Era um rapaz alto, magro, meio aloirado, muito tímido! Sempre que o via (ria-me por dentro...), de imediato, associava-o a um espinafre ou talvez a um e

spargo, tão linha recta que ele era da cabeça aos pés. Éramos amigos e gostava da sua conversa onde sempre aprendia alguma coisa. Tinha uma vasta cultura geral o que o tornava diferente de todos os outros rapazes dessa época, preocupados com o último LP ou single do seu cantor preferido, o filme em cartaz no cinema mais frequentado, as festas da semana, o namorico com A ou B…
Por isso estranhei quando ele me disse:
- Quero falar-te de uma rapariga.
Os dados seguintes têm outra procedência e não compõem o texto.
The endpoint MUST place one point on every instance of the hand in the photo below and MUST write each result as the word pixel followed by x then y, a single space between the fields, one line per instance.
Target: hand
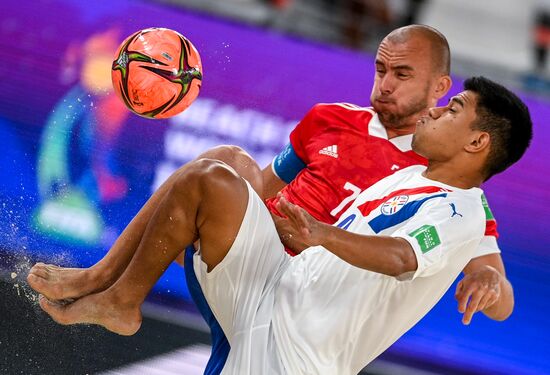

Estou apaixonado!
Pensaria eu que os menos dotados pela natureza não teriam um coração de carne como todos, sujeito a “estas coisas” do amor?
Passado o primeiro momento de espanto, perguntei-lhe:
- Quem é ela? Conheço-a?
Como supunha não era ninguém do nosso grupo de convívio.
De cigarro em cigarro, foi-me fazendo o seu retrato, onde morava, a que família pertencia, onde trabalhava… É claro que, numa cidade pequena como a nossa, eu conhecia pelo menos de vista a amada do meu amigo.
- Estás à espera que ela adivinhe? Já deste algum passo no sentido de tornar esse amor em concreto?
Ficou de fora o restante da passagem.